An Orphan Story
Halfway through scrambled eggs and grits, my quiet morning broke apart. Out front, kids spilled over the sidewalks into the street, yelling and punching each other. Drivers slammed on brakes and hit their horns. The kids ignored them.
“Who are they?” I couldn’t take my eyes off the front window.
“Orphans, from the Children’s Home on Main Street,” Mother said. “Children are orphaned when their parents die, or can’t care for them.” Mother stubbed out her cigarette. “Or don’t want them. Go brush your teeth. We have to go.” She settled my brother Alex in his stroller.
We walked to my new school. I put my hand close to Mother’s and helped to push the stroller. At the gate, she straightened my dress and looked at the kids playing. “As long as there are ashes and dust, orphans will be born.”
“What’s that mean?”
“One of your grandfather’s sayings, I suspect he was trying to sound Biblical. You’ll understand when you’re older. Daddy will be waiting right here, at two-thirty.”
The orphans tore around the schoolyard in ragged clothes. Up close they smelled musty. Five boys in a circle played jacks and laughed loudly; boys snatched orphan girls’ jump ropes and threw them on the ground. A tall boy zipped his jacket around his head and ran at me, flapping his arms and growling. His bony face poked out of the hole, the jacket fell down his back like green monster hair. His face was how I’d recognize him later, in nightmares.
I jumped hard on the water fountain pedal to make water shoot out. A grate covered a hole by the fountain. At the bottom, a soggy sweater and dirty underpants. The bell rang. The first day of first grade.
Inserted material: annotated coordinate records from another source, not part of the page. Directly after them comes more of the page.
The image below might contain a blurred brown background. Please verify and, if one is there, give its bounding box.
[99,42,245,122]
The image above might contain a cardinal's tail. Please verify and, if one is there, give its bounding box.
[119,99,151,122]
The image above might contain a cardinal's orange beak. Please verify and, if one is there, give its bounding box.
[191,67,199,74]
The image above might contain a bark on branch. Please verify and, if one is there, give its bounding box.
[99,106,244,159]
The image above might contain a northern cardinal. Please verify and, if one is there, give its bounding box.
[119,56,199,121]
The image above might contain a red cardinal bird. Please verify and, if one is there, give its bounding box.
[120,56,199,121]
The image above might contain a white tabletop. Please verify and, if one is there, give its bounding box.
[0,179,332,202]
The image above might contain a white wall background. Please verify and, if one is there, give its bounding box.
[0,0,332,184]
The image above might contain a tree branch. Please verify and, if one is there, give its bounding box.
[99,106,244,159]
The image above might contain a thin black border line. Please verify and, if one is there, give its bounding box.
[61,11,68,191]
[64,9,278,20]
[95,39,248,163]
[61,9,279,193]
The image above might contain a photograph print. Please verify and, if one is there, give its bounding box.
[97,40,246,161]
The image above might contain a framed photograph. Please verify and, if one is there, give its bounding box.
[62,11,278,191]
At recess a skinny boy worked two yo-yo’s at once. My string always stayed limp and the yo-yo dangled. I complimented his yo-yo tricks and asked why he lived in the orphanage. Did his parents die? Maybe they didn’t love him? His face went blank and he walked away.
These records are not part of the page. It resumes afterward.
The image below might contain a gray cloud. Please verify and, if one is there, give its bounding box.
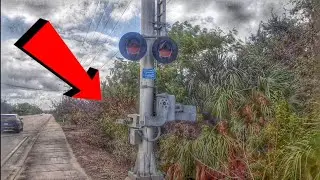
[1,0,292,107]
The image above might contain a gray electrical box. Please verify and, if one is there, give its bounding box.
[139,93,197,127]
[129,128,142,145]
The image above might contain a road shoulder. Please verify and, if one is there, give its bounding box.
[17,118,90,180]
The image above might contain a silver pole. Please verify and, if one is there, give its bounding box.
[136,0,156,176]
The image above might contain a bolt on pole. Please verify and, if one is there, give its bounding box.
[136,0,156,176]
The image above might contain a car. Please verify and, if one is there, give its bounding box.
[1,114,23,133]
In the hall an orphan girl grabbed the front of my dress. “Meet me outside, after school. I’m gonna beat you up.” She stuck her dirty fists in my face. She sat across from me in class and tried to kick me. But I hadn’t done anything to her. I’d have to fight. I didn’t know how.
Finally the end-of-school bell rang. Daddy stood at the gate. I grabbed his hand. The girl ran past, pretending not to see me, turned and shook her fists in the air. The inside of my head buzzed.
“Don’t worry,” he said. “That girl’s angry, probably jealous of you.”
Knowing why the girl was jealous didn’t stop my brooding about orphans.
My fixation on orphans began in first grade when I began wondering. Were the grown-ups nice to the kids? What happened to their parents? What did an orphanage look like? Did the kids fight? Were the grown-ups nice? Enough bath tubs and good food to go around? At school their laughs sounded screechy, and they hardly smiled. Were they happy?
I had questions about psychological survival and physical survival. When I grew older I learned there were many routes to becoming an orphan. And I learned more about physical and psychological survival.